Model Parallelism with Pipelining
Model Parallelism can divide a large model into sub-models and run one sub-network on each GPU, thus making it possible for models with large neuron networks to utilize GPUs in case the models are too large to fit in a single GPU. However, this method typically does not speed up your training processes as data parallelism can. In this section of the tutorial, we introduce the technique called pipelining which can improve the training performance for Model Parallelism.

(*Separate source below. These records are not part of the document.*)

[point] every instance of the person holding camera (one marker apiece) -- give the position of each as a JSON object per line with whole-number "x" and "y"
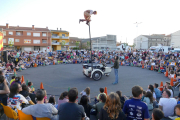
{"x": 4, "y": 90}
{"x": 116, "y": 67}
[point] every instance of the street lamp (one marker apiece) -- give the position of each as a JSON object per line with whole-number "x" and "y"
{"x": 137, "y": 30}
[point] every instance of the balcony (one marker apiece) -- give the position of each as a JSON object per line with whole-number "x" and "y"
{"x": 55, "y": 36}
{"x": 64, "y": 37}
{"x": 55, "y": 43}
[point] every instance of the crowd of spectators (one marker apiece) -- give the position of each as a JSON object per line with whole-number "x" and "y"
{"x": 114, "y": 106}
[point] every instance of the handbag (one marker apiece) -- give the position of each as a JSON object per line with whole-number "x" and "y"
{"x": 93, "y": 112}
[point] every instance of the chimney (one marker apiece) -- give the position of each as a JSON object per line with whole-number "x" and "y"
{"x": 33, "y": 27}
{"x": 7, "y": 25}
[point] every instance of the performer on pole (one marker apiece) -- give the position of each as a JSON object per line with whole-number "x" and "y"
{"x": 87, "y": 16}
{"x": 116, "y": 66}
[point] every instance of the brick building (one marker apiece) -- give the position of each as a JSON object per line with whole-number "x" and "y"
{"x": 26, "y": 38}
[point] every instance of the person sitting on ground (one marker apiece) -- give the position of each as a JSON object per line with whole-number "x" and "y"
{"x": 45, "y": 97}
{"x": 122, "y": 99}
{"x": 53, "y": 101}
{"x": 63, "y": 98}
{"x": 157, "y": 114}
{"x": 112, "y": 108}
{"x": 87, "y": 16}
{"x": 12, "y": 79}
{"x": 4, "y": 90}
{"x": 25, "y": 93}
{"x": 171, "y": 74}
{"x": 15, "y": 99}
{"x": 157, "y": 91}
{"x": 167, "y": 104}
{"x": 40, "y": 109}
{"x": 135, "y": 104}
{"x": 177, "y": 111}
{"x": 17, "y": 80}
{"x": 148, "y": 99}
{"x": 171, "y": 90}
{"x": 84, "y": 102}
{"x": 30, "y": 86}
{"x": 77, "y": 111}
{"x": 87, "y": 93}
{"x": 99, "y": 105}
{"x": 101, "y": 90}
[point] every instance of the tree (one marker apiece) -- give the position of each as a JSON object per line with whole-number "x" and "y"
{"x": 133, "y": 45}
{"x": 62, "y": 44}
{"x": 88, "y": 44}
{"x": 77, "y": 44}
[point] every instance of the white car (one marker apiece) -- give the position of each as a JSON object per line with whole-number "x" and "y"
{"x": 97, "y": 71}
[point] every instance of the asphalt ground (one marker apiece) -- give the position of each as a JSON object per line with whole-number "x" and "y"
{"x": 57, "y": 78}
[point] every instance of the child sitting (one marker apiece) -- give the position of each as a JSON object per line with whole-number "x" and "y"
{"x": 171, "y": 74}
{"x": 157, "y": 114}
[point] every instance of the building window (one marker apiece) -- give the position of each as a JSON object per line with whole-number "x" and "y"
{"x": 4, "y": 40}
{"x": 36, "y": 41}
{"x": 10, "y": 33}
{"x": 28, "y": 34}
{"x": 44, "y": 34}
{"x": 44, "y": 41}
{"x": 63, "y": 35}
{"x": 36, "y": 48}
{"x": 27, "y": 41}
{"x": 36, "y": 34}
{"x": 16, "y": 40}
{"x": 4, "y": 33}
{"x": 18, "y": 33}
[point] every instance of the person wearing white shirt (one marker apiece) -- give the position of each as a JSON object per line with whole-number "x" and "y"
{"x": 87, "y": 16}
{"x": 167, "y": 104}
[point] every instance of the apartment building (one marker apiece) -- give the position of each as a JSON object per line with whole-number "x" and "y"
{"x": 101, "y": 43}
{"x": 26, "y": 38}
{"x": 60, "y": 39}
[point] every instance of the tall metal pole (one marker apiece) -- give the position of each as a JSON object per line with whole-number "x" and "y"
{"x": 90, "y": 46}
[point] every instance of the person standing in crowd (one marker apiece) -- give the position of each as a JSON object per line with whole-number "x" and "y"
{"x": 77, "y": 111}
{"x": 135, "y": 108}
{"x": 116, "y": 67}
{"x": 99, "y": 105}
{"x": 63, "y": 98}
{"x": 4, "y": 90}
{"x": 167, "y": 104}
{"x": 112, "y": 108}
{"x": 157, "y": 114}
{"x": 87, "y": 16}
{"x": 40, "y": 109}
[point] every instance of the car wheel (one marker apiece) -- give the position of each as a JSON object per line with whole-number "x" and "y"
{"x": 97, "y": 75}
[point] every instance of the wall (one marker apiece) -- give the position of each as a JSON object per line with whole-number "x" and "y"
{"x": 175, "y": 39}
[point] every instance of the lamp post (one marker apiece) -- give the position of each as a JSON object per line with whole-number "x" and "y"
{"x": 137, "y": 30}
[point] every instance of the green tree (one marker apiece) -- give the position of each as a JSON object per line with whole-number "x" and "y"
{"x": 88, "y": 44}
{"x": 133, "y": 45}
{"x": 62, "y": 44}
{"x": 77, "y": 44}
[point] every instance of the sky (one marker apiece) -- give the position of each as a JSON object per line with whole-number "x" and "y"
{"x": 114, "y": 17}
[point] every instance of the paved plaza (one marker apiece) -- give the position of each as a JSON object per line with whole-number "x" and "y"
{"x": 57, "y": 78}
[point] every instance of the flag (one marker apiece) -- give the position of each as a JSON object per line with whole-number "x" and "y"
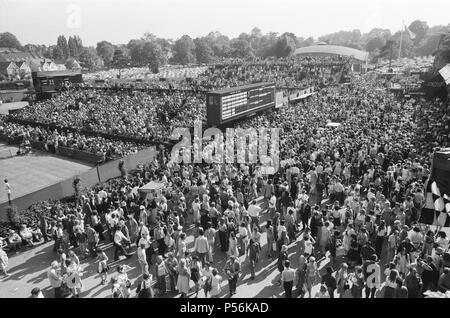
{"x": 411, "y": 34}
{"x": 385, "y": 50}
{"x": 436, "y": 210}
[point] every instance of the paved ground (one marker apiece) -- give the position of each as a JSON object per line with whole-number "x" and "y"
{"x": 28, "y": 270}
{"x": 35, "y": 171}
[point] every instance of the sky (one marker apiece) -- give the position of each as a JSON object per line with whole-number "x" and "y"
{"x": 41, "y": 21}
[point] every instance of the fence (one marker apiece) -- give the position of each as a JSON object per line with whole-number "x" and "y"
{"x": 89, "y": 178}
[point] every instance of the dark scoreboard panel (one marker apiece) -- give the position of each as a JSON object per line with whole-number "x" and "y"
{"x": 233, "y": 103}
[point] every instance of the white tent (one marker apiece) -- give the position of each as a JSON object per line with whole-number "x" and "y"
{"x": 152, "y": 186}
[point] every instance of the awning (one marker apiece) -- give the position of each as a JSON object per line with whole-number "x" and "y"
{"x": 152, "y": 186}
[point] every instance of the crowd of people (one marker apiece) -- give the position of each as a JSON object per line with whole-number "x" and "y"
{"x": 137, "y": 114}
{"x": 293, "y": 72}
{"x": 350, "y": 196}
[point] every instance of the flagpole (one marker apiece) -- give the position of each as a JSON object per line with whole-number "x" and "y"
{"x": 401, "y": 40}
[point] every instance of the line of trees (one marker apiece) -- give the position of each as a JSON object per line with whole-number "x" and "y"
{"x": 153, "y": 52}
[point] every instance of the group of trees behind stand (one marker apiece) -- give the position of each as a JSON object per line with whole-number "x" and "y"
{"x": 153, "y": 52}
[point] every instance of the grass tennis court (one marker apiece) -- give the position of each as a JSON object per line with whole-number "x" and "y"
{"x": 34, "y": 171}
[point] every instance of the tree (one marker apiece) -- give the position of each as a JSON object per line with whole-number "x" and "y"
{"x": 64, "y": 47}
{"x": 120, "y": 58}
{"x": 267, "y": 45}
{"x": 203, "y": 51}
{"x": 89, "y": 59}
{"x": 8, "y": 39}
{"x": 71, "y": 64}
{"x": 374, "y": 43}
{"x": 308, "y": 42}
{"x": 184, "y": 50}
{"x": 419, "y": 28}
{"x": 106, "y": 51}
{"x": 428, "y": 46}
{"x": 406, "y": 45}
{"x": 57, "y": 53}
{"x": 154, "y": 55}
{"x": 137, "y": 55}
{"x": 220, "y": 44}
{"x": 442, "y": 53}
{"x": 75, "y": 46}
{"x": 37, "y": 50}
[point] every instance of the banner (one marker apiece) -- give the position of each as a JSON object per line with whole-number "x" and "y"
{"x": 436, "y": 210}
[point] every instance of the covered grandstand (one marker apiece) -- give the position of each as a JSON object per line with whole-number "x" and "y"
{"x": 325, "y": 49}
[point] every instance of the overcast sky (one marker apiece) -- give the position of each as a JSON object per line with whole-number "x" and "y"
{"x": 41, "y": 21}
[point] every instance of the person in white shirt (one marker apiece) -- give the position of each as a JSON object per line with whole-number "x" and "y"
{"x": 272, "y": 204}
{"x": 8, "y": 191}
{"x": 119, "y": 239}
{"x": 201, "y": 246}
{"x": 253, "y": 212}
{"x": 142, "y": 259}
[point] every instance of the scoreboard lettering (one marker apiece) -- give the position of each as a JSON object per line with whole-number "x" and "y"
{"x": 233, "y": 103}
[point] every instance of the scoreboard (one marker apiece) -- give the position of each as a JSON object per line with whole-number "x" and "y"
{"x": 230, "y": 104}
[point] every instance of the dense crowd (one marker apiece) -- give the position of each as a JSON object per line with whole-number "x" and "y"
{"x": 294, "y": 72}
{"x": 351, "y": 195}
{"x": 136, "y": 114}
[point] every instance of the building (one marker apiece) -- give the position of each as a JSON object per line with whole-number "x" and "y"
{"x": 48, "y": 83}
{"x": 360, "y": 58}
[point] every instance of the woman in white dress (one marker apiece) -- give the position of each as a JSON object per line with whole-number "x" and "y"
{"x": 123, "y": 280}
{"x": 183, "y": 278}
{"x": 3, "y": 261}
{"x": 233, "y": 245}
{"x": 216, "y": 281}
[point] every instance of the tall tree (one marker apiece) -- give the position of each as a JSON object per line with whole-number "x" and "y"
{"x": 220, "y": 44}
{"x": 57, "y": 53}
{"x": 8, "y": 39}
{"x": 419, "y": 28}
{"x": 106, "y": 51}
{"x": 203, "y": 51}
{"x": 120, "y": 58}
{"x": 184, "y": 50}
{"x": 75, "y": 46}
{"x": 374, "y": 43}
{"x": 89, "y": 59}
{"x": 284, "y": 46}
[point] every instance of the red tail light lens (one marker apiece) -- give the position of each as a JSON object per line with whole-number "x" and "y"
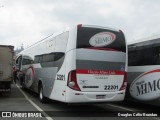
{"x": 124, "y": 85}
{"x": 72, "y": 80}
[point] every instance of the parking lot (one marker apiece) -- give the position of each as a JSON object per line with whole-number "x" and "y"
{"x": 22, "y": 103}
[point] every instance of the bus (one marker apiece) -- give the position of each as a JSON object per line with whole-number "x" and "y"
{"x": 80, "y": 64}
{"x": 144, "y": 70}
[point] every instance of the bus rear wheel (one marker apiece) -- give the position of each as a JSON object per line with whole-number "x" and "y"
{"x": 41, "y": 95}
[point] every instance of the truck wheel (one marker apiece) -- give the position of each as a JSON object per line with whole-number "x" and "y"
{"x": 41, "y": 96}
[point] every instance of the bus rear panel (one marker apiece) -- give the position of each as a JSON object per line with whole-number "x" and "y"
{"x": 99, "y": 70}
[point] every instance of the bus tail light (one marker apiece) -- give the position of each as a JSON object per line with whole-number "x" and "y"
{"x": 72, "y": 81}
{"x": 124, "y": 85}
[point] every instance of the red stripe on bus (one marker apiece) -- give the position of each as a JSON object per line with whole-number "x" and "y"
{"x": 158, "y": 70}
{"x": 107, "y": 72}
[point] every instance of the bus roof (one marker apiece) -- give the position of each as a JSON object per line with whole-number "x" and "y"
{"x": 152, "y": 37}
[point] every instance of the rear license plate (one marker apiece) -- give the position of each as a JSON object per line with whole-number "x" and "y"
{"x": 100, "y": 96}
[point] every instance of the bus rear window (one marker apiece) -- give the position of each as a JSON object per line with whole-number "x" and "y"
{"x": 88, "y": 37}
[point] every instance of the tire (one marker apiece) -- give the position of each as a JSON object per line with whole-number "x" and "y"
{"x": 42, "y": 98}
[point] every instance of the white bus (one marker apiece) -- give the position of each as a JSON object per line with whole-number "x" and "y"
{"x": 144, "y": 70}
{"x": 81, "y": 64}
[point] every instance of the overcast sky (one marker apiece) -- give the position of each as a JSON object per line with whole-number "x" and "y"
{"x": 28, "y": 21}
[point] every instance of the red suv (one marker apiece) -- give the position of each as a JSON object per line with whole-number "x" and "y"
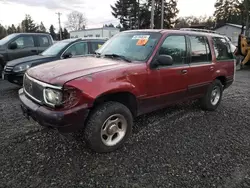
{"x": 133, "y": 73}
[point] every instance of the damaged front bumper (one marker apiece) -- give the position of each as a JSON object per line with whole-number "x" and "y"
{"x": 65, "y": 121}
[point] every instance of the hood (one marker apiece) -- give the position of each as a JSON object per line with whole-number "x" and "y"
{"x": 60, "y": 72}
{"x": 30, "y": 59}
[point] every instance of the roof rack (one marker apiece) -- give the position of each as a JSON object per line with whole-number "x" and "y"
{"x": 199, "y": 30}
{"x": 101, "y": 38}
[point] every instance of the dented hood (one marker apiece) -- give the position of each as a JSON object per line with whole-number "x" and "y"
{"x": 62, "y": 71}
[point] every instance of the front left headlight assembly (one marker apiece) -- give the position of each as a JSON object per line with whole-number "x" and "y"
{"x": 52, "y": 97}
{"x": 21, "y": 68}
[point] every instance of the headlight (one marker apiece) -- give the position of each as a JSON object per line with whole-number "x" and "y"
{"x": 52, "y": 97}
{"x": 21, "y": 68}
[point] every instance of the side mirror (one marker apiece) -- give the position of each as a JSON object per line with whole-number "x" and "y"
{"x": 162, "y": 60}
{"x": 13, "y": 46}
{"x": 165, "y": 60}
{"x": 67, "y": 55}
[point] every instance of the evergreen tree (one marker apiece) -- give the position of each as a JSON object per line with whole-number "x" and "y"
{"x": 52, "y": 32}
{"x": 28, "y": 25}
{"x": 42, "y": 28}
{"x": 65, "y": 34}
{"x": 3, "y": 31}
{"x": 228, "y": 11}
{"x": 135, "y": 14}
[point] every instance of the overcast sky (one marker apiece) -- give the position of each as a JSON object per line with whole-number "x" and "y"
{"x": 97, "y": 12}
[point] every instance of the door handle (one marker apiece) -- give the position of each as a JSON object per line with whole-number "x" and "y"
{"x": 211, "y": 68}
{"x": 184, "y": 71}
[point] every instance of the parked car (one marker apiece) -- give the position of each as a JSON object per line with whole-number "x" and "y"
{"x": 134, "y": 73}
{"x": 14, "y": 70}
{"x": 20, "y": 45}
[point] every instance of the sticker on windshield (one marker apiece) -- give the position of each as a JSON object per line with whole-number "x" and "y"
{"x": 142, "y": 42}
{"x": 136, "y": 37}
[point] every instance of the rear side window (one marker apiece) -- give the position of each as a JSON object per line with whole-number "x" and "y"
{"x": 43, "y": 41}
{"x": 175, "y": 46}
{"x": 222, "y": 49}
{"x": 25, "y": 42}
{"x": 96, "y": 45}
{"x": 200, "y": 51}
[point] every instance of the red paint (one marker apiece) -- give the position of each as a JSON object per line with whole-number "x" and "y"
{"x": 153, "y": 88}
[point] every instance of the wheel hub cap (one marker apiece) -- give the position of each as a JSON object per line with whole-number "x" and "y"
{"x": 113, "y": 129}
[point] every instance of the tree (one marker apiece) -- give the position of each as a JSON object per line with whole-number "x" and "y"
{"x": 108, "y": 25}
{"x": 3, "y": 31}
{"x": 228, "y": 11}
{"x": 192, "y": 21}
{"x": 170, "y": 13}
{"x": 28, "y": 24}
{"x": 52, "y": 32}
{"x": 76, "y": 21}
{"x": 42, "y": 29}
{"x": 135, "y": 14}
{"x": 18, "y": 29}
{"x": 65, "y": 34}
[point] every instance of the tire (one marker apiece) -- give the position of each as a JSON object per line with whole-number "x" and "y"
{"x": 103, "y": 136}
{"x": 1, "y": 70}
{"x": 213, "y": 97}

in the following example, we modify the above example for simple Model Parallelism by rewriting the "forward()" functions in the network class definition and keeping the rest of the code unchanged.
def forward(self, x):
splits = iter(x.split(self.split_size, dim=0))
s_next = next(splits)
s_prev = self.seq1(s_next).to('cuda:1')
ret = []
for s_next in splits:
# A. s_prev runs on cuda:1
s_prev = self.seq2(s_prev)
ret.append(F.log_softmax(s_prev, dim=1))
# B. s_next runs on cuda:0, which can run concurrently with A
s_prev = self.seq1(s_next).to('cuda:1')
s_prev = self.seq2(s_prev)
ret.append(F.log_softmax(s_prev, dim=1))
return torch.cat(ret)
As you can see, the input data is split into mini-batches, each mini-batch is processed in seq1 and then processed in seq2. Unlike the simple Model Parallelism where the two GPUs process the entire input data alternatively, the two GPUs process different mini-batches simultaneously like a pipeline, thus improving the performance.